A heroin house near downtown Los Angeles is officially out of business, authorities said this week.

There are heroin houses in L.A.? At least one, says the City Attorney's Office.

The drug has been on a comeback nationwide, with federal officials blaming a sixfold increase in the number of heroin-related deaths between 2001 and last year on legal gateway drugs known as opioid pain relievers.

The City Attorney's Office said it has successfully shut down a duplex with “ongoing heroin traffic” at 736 E. 24th St.

Prosecutors say the property was taken down with a nuisance abatement lawsuit filed against owner Felipe Lopez and resident Fernando Chavez, who authorities say is a Primera Flats gang member.

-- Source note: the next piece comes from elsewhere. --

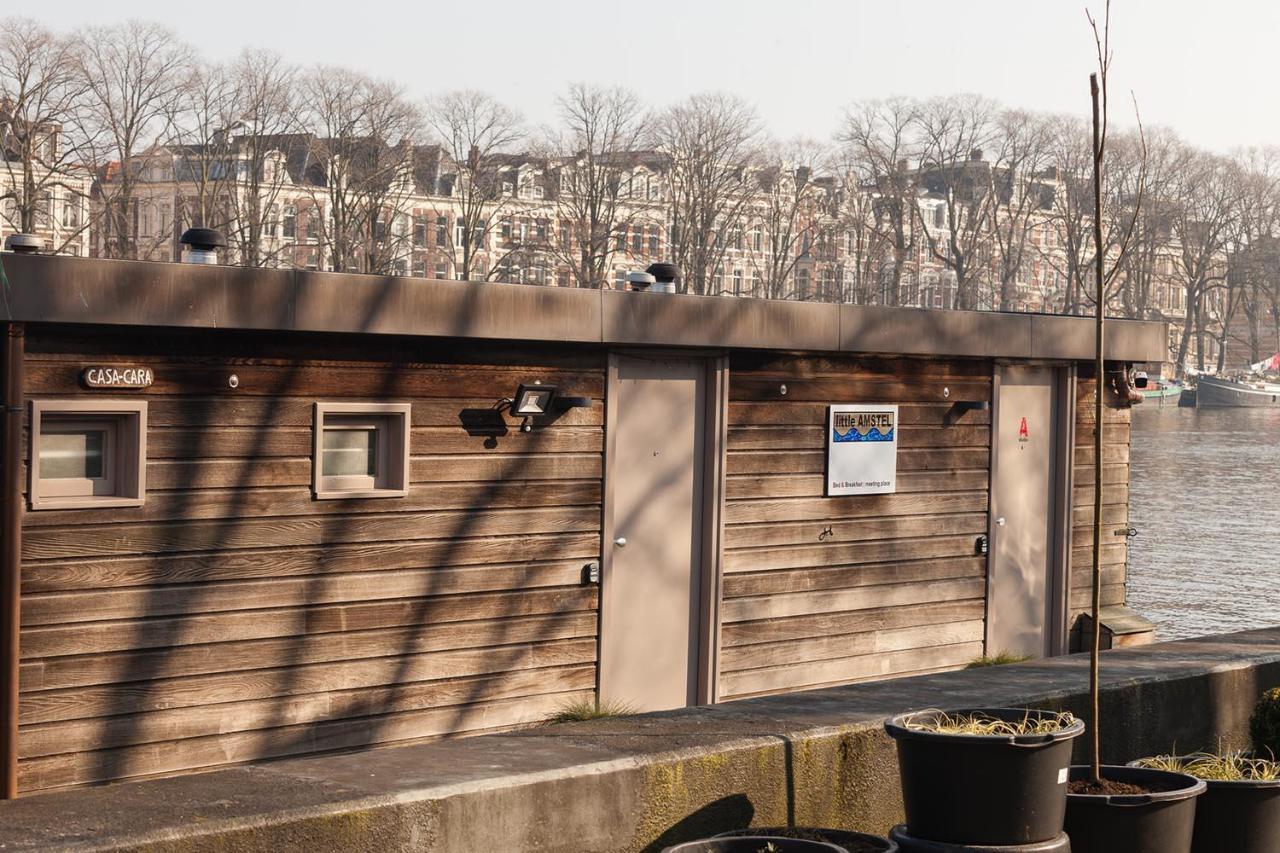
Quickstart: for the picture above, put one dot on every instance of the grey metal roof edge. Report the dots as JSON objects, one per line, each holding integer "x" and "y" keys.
{"x": 87, "y": 291}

The suit alleged that the two were “permitting and facilitating rampant narcotics sales,” the City Attorney's Office stated.

Buyers came from all over Los Angeles because the location had the “best heroin” around, prosecutors said. 

Los Angeles Police Department officers were frequent visitors to the property, making 39 arrests for heroin sales and other narcotics allegations since summer 2013, they said.

Search warrant raids have turned up heroin, meth, three loaded firearms and ammunition, authorities alleged.

But the defendants had ways of staying out of handcuffs, the City Attorney's Office said in a statement.

“Narcotics sellers, including Primera Flats gang members, allegedly had systems in place to warn buyers of police presence in the area,” the office said.

L.A. County Superior Court Judge Stephanie M. Bowick granted a one-year shutdown of the property. The place must be vacated within two months.

But prosecutors aren't done.

They've proposed an injunction that would prohibit gang activity on the property and mandate improvements that would include lighting, fencing, “improved tenant screening” and better “lease enforcement procedures,” the City Attorney's Office stated.

“For too long, this property has been the epicenter of drugs and criminal activity in this community,” said City Attorney Mike Feuer. “Shutting it down demonstrates we'll take decisive action to protect health and safety in our neighborhoods.”